The panel was moderated by MTV Networks CEO Tom Freston.

Panelist Al Teller served as something of an iconoclast on both issues. The MCA Music Entertainment Group chairman said that while the multinationals that control the six major diskeries are understandably keen to exploit global markets, he worried that the human element might become lost in the numbers-crunching.

Creative comes first

“The record business works on a very ‘micro’ kind of level,” Teller averred. “The focus must be first and foremost on the creative side.”

Teller’s admonition came partly in response to comments from Sony USA vice chairman Michael Schulhof, who recalled that through the early 1970s, the record industry had been run mainly by “music people” (musicians, producers and the like) as “a small business,” where the creative and business decisions were often made by the same people.

With the explosion in revenues since then — Sony’s forerunner CBS Records pulled in about $ 200 million worldwide in 1972, compared with a projected $ 4 billion this year — Schulhof said the industry “cannot afford to be run in the same way as it was when the business was much smaller.”

Panelist Eric Kronfeld, president/chief operating officer of Polygram Holding Inc., maintained that his company looks at the international picture from two angles: developing U.S. and U.K. acts into universally selling acts, and developing “local” talent in various markets to fill the resulting gaps.

Warner Music Group chairman/CEO Robert Morgado agreed, saying, “The music business by its innate nature is a global enterprise.” He added that Warner’s mandate is to be “very local at the same time that we are very international in scope.”

MiniDisc or DCC?

As for the ongoing debate over the viability of the Sony-developed MiniDisc and the Philips-developed Digital Compact Cassette, with which MCA’s parent Matsushita has also been involved, Teller classified consumer interest as a “massive yawn.”

The Sony and (Philips-owned) Polygram reps had different opinions. Schulhof, noting that the CD has taken some 10 years to reach a 40% penetration level in the U.S., predicted the MD would reach as much as 50% in the same period.

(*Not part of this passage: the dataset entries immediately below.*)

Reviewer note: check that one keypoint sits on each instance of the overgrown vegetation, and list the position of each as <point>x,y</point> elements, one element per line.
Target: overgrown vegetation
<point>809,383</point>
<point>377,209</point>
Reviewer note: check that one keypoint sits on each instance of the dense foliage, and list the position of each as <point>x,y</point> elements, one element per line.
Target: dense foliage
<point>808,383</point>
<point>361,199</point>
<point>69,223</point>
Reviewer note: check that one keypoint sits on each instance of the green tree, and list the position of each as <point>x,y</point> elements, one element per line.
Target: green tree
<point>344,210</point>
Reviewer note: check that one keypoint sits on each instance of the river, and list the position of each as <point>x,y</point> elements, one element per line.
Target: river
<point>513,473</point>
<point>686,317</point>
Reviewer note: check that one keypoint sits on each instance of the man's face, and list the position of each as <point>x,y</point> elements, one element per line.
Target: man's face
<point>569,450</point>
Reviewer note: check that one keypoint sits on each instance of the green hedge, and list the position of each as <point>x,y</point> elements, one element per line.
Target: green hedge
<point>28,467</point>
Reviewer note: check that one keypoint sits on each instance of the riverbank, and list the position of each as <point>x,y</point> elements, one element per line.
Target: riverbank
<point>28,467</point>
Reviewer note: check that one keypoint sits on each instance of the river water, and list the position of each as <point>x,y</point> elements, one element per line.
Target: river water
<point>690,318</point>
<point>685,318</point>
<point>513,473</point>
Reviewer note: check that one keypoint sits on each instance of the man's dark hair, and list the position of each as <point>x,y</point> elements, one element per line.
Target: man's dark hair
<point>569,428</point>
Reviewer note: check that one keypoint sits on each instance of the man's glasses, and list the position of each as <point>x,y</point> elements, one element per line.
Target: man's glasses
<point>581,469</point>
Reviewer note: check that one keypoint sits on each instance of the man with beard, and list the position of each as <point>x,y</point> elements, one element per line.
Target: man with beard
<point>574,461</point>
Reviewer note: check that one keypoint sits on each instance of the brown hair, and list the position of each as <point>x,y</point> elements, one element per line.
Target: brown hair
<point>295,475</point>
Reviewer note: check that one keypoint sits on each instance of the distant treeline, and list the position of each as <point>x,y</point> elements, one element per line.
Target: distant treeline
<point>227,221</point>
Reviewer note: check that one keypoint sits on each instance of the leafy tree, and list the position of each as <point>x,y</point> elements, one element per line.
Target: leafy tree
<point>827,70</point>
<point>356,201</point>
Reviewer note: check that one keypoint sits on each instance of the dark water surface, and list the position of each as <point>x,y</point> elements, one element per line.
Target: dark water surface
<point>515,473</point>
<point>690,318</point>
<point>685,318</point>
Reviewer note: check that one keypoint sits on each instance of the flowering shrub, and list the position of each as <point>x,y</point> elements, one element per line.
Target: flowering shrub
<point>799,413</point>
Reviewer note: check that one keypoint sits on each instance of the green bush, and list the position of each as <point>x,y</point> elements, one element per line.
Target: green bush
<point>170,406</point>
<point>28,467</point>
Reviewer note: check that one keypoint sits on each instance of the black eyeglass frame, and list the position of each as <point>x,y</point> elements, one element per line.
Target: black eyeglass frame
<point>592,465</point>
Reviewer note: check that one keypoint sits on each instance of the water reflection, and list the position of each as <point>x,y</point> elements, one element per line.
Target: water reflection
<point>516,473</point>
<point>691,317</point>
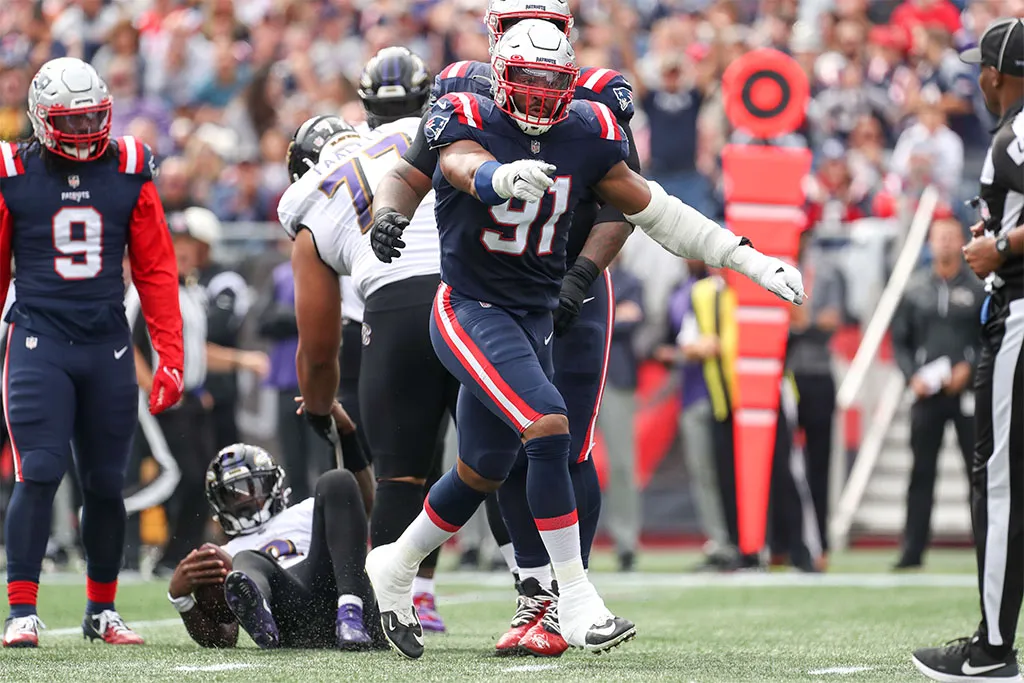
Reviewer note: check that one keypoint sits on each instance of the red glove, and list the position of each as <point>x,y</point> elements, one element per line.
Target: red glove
<point>167,389</point>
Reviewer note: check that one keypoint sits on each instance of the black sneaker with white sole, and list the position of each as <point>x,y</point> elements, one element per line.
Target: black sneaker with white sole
<point>602,637</point>
<point>965,659</point>
<point>404,635</point>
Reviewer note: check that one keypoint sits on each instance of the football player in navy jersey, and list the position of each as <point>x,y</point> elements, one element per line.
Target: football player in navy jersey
<point>583,319</point>
<point>510,173</point>
<point>71,203</point>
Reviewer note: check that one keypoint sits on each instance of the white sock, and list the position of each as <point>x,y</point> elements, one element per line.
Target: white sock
<point>350,600</point>
<point>508,554</point>
<point>542,574</point>
<point>420,539</point>
<point>423,585</point>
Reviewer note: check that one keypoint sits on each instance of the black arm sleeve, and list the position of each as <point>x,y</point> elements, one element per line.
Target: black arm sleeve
<point>420,155</point>
<point>608,213</point>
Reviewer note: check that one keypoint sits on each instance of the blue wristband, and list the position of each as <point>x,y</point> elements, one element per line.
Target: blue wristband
<point>481,182</point>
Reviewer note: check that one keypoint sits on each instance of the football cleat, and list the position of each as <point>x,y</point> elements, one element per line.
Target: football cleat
<point>964,659</point>
<point>109,627</point>
<point>530,605</point>
<point>349,629</point>
<point>251,609</point>
<point>545,638</point>
<point>586,623</point>
<point>22,631</point>
<point>426,609</point>
<point>392,584</point>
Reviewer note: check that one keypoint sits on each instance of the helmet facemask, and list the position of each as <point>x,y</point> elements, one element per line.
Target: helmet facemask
<point>536,94</point>
<point>80,134</point>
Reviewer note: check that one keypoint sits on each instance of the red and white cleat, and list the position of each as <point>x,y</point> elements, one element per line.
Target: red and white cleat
<point>530,605</point>
<point>545,638</point>
<point>109,627</point>
<point>22,631</point>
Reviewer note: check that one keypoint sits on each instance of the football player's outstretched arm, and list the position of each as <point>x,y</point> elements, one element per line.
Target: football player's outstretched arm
<point>687,232</point>
<point>155,272</point>
<point>317,313</point>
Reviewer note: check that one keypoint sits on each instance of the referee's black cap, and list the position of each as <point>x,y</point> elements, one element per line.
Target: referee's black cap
<point>1001,46</point>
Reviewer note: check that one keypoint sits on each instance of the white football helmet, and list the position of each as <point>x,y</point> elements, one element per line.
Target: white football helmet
<point>70,109</point>
<point>535,75</point>
<point>503,14</point>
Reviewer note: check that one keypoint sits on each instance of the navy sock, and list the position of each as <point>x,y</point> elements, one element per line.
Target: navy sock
<point>452,502</point>
<point>529,550</point>
<point>549,487</point>
<point>587,487</point>
<point>26,531</point>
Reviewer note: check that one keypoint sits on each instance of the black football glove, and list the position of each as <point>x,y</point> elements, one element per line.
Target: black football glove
<point>574,287</point>
<point>385,236</point>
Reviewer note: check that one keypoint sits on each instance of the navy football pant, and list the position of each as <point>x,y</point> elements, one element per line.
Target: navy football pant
<point>504,365</point>
<point>56,393</point>
<point>581,363</point>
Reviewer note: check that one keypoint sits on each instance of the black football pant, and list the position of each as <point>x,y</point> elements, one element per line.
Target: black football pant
<point>928,424</point>
<point>304,597</point>
<point>997,472</point>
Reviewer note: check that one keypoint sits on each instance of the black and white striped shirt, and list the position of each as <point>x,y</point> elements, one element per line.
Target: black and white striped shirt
<point>192,298</point>
<point>1003,193</point>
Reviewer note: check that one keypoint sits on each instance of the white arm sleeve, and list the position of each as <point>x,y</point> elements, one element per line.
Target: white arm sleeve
<point>687,232</point>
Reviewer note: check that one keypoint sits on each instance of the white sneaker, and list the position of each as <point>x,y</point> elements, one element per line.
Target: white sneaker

Kronfeld, saying his company doesn’t view the situation “as a war between Philips and Sony,” said that Sony was rushing the issue. “Our objection to the introduction of the MiniDisc at this time is, why damage the CD before it’s reached its maturity?”

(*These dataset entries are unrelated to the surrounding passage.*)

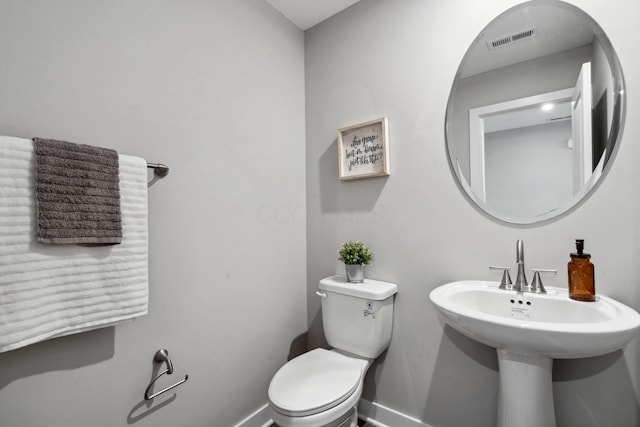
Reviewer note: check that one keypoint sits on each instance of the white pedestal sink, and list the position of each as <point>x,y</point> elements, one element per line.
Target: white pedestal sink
<point>529,331</point>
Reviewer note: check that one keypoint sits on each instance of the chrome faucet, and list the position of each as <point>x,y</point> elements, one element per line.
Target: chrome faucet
<point>521,284</point>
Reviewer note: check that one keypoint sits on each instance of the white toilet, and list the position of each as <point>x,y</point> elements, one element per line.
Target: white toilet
<point>321,388</point>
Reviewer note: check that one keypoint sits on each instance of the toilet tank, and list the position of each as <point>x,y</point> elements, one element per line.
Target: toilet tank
<point>357,317</point>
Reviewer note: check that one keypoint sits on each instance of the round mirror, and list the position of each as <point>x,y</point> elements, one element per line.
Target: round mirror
<point>535,112</point>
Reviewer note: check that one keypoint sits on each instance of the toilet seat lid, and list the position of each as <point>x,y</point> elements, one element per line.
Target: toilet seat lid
<point>314,382</point>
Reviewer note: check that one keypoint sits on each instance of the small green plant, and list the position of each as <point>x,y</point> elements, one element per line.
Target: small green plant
<point>355,253</point>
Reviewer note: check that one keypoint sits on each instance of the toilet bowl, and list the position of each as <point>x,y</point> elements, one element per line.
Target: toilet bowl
<point>321,388</point>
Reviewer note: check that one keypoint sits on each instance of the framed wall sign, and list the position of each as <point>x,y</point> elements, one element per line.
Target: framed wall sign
<point>363,150</point>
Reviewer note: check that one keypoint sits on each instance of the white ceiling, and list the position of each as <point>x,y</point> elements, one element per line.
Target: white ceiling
<point>307,13</point>
<point>556,29</point>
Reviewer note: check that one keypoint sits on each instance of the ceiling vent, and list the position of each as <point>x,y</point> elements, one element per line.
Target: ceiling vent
<point>511,38</point>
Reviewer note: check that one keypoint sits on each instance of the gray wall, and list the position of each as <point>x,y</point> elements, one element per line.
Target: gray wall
<point>215,89</point>
<point>398,59</point>
<point>529,170</point>
<point>510,83</point>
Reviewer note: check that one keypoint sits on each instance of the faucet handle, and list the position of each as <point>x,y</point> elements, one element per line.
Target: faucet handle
<point>506,282</point>
<point>537,286</point>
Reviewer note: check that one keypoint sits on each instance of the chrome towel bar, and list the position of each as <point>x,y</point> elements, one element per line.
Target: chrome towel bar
<point>159,169</point>
<point>162,356</point>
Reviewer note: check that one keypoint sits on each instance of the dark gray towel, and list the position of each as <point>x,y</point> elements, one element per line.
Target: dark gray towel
<point>77,193</point>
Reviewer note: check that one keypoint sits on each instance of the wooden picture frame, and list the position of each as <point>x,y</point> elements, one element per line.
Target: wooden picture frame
<point>363,150</point>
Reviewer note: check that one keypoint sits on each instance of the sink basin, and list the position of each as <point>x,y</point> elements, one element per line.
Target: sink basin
<point>551,324</point>
<point>529,331</point>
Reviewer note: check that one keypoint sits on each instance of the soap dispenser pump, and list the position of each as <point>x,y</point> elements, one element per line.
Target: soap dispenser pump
<point>582,285</point>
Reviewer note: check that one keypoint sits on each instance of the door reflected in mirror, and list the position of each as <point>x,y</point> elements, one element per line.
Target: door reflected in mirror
<point>535,112</point>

DCC, he said, would allow the industry to continue profiting as a dual-carrier industry.

Schulhof replied that Sony expected the MD to co-exist with the CD, rather than replace it, and that the new format’s portability served as its prime reason for existence. Teller retorted, “I don’t think the consumer is anxiously looking for an optical carrier to replace the (analog) cassette,” saying that DCC wouldn’t take off until an affordable portable unit hits the streets (expected sometime later this year) and that the current wave of portable MD players aren’t so portable and don’t play smoothly when jogging, as advertised.

Morgado, whose Warner Music Group is the one major not owned at least in part by a hardware manufacturer, said his company would “be the referee” in the debate, adding that it would be several years before a consensus would be reached on which, if either, format would succeed. “Ultimately the consumer will vote with his pocketbook,” he said.

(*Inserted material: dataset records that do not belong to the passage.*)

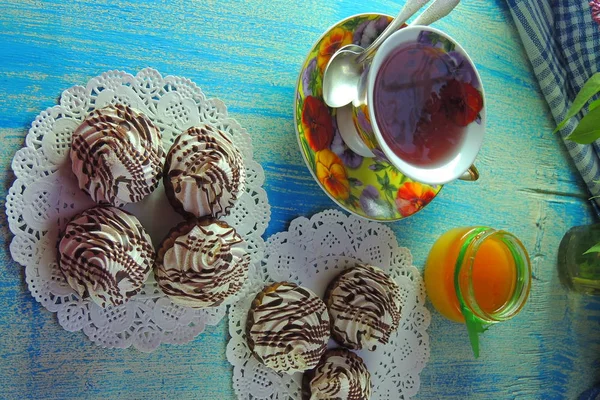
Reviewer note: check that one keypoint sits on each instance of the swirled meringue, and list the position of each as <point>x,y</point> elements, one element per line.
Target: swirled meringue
<point>117,155</point>
<point>205,173</point>
<point>341,375</point>
<point>288,328</point>
<point>201,263</point>
<point>105,254</point>
<point>365,306</point>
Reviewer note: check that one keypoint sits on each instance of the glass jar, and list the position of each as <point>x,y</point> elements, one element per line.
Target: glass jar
<point>478,275</point>
<point>579,269</point>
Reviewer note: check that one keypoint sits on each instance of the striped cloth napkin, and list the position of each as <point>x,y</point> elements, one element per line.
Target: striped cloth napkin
<point>562,41</point>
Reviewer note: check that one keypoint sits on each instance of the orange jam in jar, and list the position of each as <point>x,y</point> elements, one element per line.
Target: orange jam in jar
<point>481,270</point>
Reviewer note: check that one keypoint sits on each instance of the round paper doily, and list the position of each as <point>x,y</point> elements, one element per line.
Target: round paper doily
<point>45,196</point>
<point>311,253</point>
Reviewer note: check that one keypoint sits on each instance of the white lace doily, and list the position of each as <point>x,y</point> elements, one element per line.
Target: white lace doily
<point>45,196</point>
<point>311,253</point>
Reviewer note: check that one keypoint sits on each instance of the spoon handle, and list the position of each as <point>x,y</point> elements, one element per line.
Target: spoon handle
<point>438,10</point>
<point>411,7</point>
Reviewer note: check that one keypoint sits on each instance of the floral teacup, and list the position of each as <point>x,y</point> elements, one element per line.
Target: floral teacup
<point>421,105</point>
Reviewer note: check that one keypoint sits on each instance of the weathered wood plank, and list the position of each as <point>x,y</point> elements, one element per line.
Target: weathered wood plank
<point>248,54</point>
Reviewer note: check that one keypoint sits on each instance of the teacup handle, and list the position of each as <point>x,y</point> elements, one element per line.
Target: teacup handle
<point>471,175</point>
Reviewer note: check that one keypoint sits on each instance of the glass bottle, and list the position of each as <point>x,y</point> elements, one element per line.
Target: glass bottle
<point>579,269</point>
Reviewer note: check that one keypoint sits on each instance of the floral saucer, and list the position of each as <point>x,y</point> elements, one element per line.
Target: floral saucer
<point>368,187</point>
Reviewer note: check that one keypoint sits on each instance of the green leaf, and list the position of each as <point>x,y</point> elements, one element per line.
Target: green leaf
<point>594,104</point>
<point>380,180</point>
<point>588,129</point>
<point>591,87</point>
<point>594,249</point>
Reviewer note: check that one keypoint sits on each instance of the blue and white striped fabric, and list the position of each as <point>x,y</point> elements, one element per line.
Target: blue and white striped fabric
<point>563,44</point>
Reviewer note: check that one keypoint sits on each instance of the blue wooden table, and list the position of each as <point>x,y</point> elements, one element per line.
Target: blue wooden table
<point>248,54</point>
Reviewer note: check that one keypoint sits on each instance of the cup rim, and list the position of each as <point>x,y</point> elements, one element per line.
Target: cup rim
<point>440,172</point>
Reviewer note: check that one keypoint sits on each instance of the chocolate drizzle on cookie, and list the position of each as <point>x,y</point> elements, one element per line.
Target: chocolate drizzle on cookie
<point>365,307</point>
<point>201,263</point>
<point>340,374</point>
<point>288,328</point>
<point>205,173</point>
<point>105,254</point>
<point>117,155</point>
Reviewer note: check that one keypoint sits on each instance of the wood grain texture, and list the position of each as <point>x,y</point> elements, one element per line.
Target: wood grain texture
<point>248,54</point>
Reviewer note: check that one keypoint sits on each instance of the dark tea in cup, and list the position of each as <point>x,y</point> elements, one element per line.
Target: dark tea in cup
<point>423,100</point>
<point>420,105</point>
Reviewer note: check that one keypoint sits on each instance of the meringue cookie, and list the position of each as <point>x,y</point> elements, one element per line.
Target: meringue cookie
<point>288,328</point>
<point>200,264</point>
<point>205,173</point>
<point>365,307</point>
<point>106,255</point>
<point>340,374</point>
<point>117,155</point>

The relatively new concept of electronic home delivery of music, via digital cable radio or other methods, was looked upon with interest by the participants. Morgado called it “ultimately inevitable,” adding that Warner looks at it as a potentially valuable marketing tool.

Schulhof said that concerns in some quarters that such easy delivery would spell the end of the retailer as we know it might be unfounded, saying, “We have to understand the human behavior side better.”

Teller took up that idea, saying a possible “intermediary step” would be to transform the retailer into an electronic delivery environment, one where stores would download a signal on demand, allow consumers to sample the given songs, and then sell them the actual product.

“We would replace our factories with electronic warehouses,” Teller said, adding that the move would obviously cost a lot, “not only in time and energy, but also in money.”